Yumurtalarımı dondurmalı mıyım?

Yaşınız 35'e yaklaştı ve hatta geçti ise ve halen evli değilseniz yumurtalarınızı dondurmanızda fayda olabilir..

Son yıllarda tüm dünyada olduğu gibi ülkemizde de yumurta dondurma işlemine giderek talep artmaktadır. Kadınların kariyer planlaması yapması ve evlenme yaşını daha ileriye ertelemesi bunun en sık sebebi. Dolayısıyla doğurganlığını ertelemek ve korumak isteyen kadınlar yumurta dondurma işlemine daha sık başvuruyorlar.

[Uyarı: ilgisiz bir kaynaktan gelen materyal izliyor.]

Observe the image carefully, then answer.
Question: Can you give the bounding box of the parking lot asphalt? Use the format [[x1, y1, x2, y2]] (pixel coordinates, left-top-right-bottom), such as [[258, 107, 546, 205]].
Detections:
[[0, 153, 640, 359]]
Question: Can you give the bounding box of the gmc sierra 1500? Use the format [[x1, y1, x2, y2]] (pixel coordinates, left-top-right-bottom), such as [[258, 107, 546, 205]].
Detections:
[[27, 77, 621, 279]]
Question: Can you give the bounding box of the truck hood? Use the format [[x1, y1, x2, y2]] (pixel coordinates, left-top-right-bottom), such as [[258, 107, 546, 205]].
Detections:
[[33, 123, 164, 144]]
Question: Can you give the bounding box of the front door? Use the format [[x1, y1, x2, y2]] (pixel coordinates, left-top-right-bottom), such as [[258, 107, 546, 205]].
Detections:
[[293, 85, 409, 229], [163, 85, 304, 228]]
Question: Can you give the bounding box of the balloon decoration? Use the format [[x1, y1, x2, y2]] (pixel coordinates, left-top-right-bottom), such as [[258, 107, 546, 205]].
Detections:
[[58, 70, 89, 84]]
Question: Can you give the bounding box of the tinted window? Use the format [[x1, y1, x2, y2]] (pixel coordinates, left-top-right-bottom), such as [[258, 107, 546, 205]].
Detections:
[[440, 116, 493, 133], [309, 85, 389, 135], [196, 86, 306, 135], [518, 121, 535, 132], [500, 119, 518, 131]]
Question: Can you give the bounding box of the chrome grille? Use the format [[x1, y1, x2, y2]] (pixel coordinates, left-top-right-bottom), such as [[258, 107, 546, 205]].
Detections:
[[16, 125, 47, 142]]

Tüp bebek tedavilerinde transfer sonrası artan embriyolar uzun yıllardır zaten Tüp Bebek Merkezlerinde dondurulup saklanabiliyordu. Üreme hücrelerinin dondurulması ise ancak kanser tedavisi görecek olmak gibi oldukça özel koşullara bağlı idi. Yumurta dondurmadaki kısıtlamaların büyük oranda kaldırılması ülkemizdeki tüp bebek uygulamalarında yeni bir dönem açtı.

Yumurta dondurma işlemi için kimler başvurabilir?

Eylül 2014’te Yardımcı Üreme Teknikleri Yönetmeliği’nde yapılan düzenleme ile ülkemizde de bu konu artık yasal hale gelmiştir. Yönetmeliklere göre evli olmayan ve yumurtalık rezervinin azaldığı yapılan testlerle anlaşılan kadınlar uzmanlardan oluşan bir kurulun verdiği kararla yumurta dondurma için tüp bebek merkezlerine başvurabilirler.

İşlem nasıl oluyor?

İşlemin mutlaka deneyimli tüp bebek merkezlerinde yapılması gerekir.

Yardımcı üreme teknikleri konusunda sertifikalı kadın doğum uzmanı, hastanın yumurtasını belli bir takibin ardından yaklaşık 10 gün sonra toplar. Toplanan yumurtalara dölleme ve rahime transfer işlemi yapılmaz. Bunların yerine yumurtalar, kişiye özel olarak hazırlanmış taşıyıcılarda -196 santigrat derecedeki sıvı azot içeren tanklarda dondurularak saklamaya alınır. Dondurma işlemi, tüp bebek merkezinin embriyoloji laboratuvarında sorumlu embriyologlar tarafından yapılır.

Dondurma işleminde Yumurtalarım zarar görür mü?

Yumurtalar vitrifikasyon denilen ve oldukça pratik olmasına karşın tecrübe ve dikkat isteyen dondurma yöntemiyle başarılı şekilde dondurulup saklanmaktadır.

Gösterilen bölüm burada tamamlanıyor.